Le pire étant que, parmi la demi-douzaine d’eaux de toilette dont je disposais, soit deux de plus que mon nombre de robes, c’est celle-ci que j’avais choisie ce matin. J’étais persuadée que tous les psychanalystes du monde avaient les oreilles qui sifflaient en cet instant. Mais je l’avais bien cherché après tout. Ce flacon était bien rangé, je ne l’avais pas pris car c’était le premier qui venait. Pourtant, je n’avais pas consciemment choisi.

— Hahaha haha ! Oh Lili, t’es trop, j’te jure...! soupira Amélie qui finissait à peine de rire comme une baleine. Franchement, j’suis désolée d’avoir pété les plombs, mais, t’sais, ma musique c’est tout c’que j’ai et… enfin, tu vois l’topo quoi ? J’voulais pas en faire une lutte des classes, mais… Ouais, bref, j’suis désolée aussi, OK ?

— N’en parlons plus, concluais-je en secouant la tête. J’ai parlé avec Hélène et…

— Elle t’a dit qu’on s’entendait bien, mais que t’avais merdé quelque part sans faire exprès, récita Améthyste d’un souffle. Et elle a ajouté que la dispute cordiale pouvait être un moyen de communication sain. J’le sais, elle m’a sorti la même.

— Ah, oh… bien, répondis-je, un peu prise au dépourvu. C’est elle qui t’a donné mon numéro alors ?
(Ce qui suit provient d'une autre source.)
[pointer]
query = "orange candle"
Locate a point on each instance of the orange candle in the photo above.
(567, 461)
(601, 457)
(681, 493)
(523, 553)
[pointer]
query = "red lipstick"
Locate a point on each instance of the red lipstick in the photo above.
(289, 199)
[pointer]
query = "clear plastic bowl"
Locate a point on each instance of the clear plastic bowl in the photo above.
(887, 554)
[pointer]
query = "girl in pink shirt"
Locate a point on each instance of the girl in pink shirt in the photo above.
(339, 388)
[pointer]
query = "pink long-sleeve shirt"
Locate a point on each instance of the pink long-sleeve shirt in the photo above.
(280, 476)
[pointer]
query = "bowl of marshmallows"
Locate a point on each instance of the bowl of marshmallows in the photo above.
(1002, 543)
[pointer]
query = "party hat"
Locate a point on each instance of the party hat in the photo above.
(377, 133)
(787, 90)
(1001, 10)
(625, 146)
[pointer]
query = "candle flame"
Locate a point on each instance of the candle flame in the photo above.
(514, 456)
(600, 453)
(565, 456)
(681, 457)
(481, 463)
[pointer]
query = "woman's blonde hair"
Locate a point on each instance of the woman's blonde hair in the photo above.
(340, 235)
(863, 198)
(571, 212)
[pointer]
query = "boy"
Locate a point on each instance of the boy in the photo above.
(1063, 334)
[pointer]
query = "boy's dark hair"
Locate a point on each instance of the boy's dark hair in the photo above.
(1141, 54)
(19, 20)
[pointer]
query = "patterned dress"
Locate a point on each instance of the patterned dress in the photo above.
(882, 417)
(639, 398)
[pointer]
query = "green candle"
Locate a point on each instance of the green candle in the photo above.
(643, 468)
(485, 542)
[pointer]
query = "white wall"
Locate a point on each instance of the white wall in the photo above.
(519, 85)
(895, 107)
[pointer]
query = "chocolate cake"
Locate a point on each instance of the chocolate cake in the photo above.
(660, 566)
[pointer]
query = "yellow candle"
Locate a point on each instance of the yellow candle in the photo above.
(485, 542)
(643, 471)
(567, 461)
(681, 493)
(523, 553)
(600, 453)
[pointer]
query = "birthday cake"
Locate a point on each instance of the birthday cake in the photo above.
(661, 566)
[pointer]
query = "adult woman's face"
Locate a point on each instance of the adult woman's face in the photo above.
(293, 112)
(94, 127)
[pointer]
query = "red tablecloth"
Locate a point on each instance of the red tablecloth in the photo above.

— Ah, ouais… désolée. Je pensais qu’tu préférerais donner tort à Krasny plutôt que d’me reparler, alors…

— Enfin, je ne ferais pas une chose pareille, commençais-je en voyant le sourire de ma camarade s’illuminer. Je tiens beaucoup trop à ma moyenne générale, concluais-je afin de lui couper l’herbe sous le pied.

— Argh, j’en étais sûre ! s’exclama-t-elle non sans rire avec moi. Et sinon, y paraît qu’y t’es arrivé une histoire de ouf ? Elle a pas voulu m’dire les détails ! ajouta-t-elle en haussant un sourcil.

— Oh, oui ! C’est une longue histoire ! soupirais-je en levant la main à mon front. Je crois que je suis au centre de quelque chose qui me dépasse et…

— Attends, attends ! m’interrompit Amélie. Et si on allait parler de tout ça autour d’un p’tit verre, en ville ? proposa-t-elle avec le sourire. En plus, y paraît que c’est toi qui invites ! ajouta-t-elle comme pour se dédouaner de l’envie de passer du temps avec moi.

— Haha, toi alors… fis-je en secouant la tête. Je pense que… j’apprécie trop tes pitreries pour t’en vouloir de me taquiner… concluais-je en remettant mes mains dans mes poches de veste. Bien, est-ce qu’il y a de bons pubs en France, ou est-ce que vous n’êtes toujours pas civilisés ? taquinais-je à mon tour.

— Ho, ho ! beugla Améthyste en forçant le trait. J’suis Italienne à la base ! J’suis française que par droit du sol !

— Bon, eh bien, on pourra parler de tout ça en attendant le bus.

Cette réconciliation ne s’était évidemment pas déroulée comme je le souhaitais, et elle n’avait pas non plus abouti là où je m’y attendais, mais j’étais tout de même très heureuse de son résultat.

Amélie avait un étrange pouvoir, bien plus singulier que celui de se rendre invisible, et c’était bel et bien celui de me faire tourner la tête.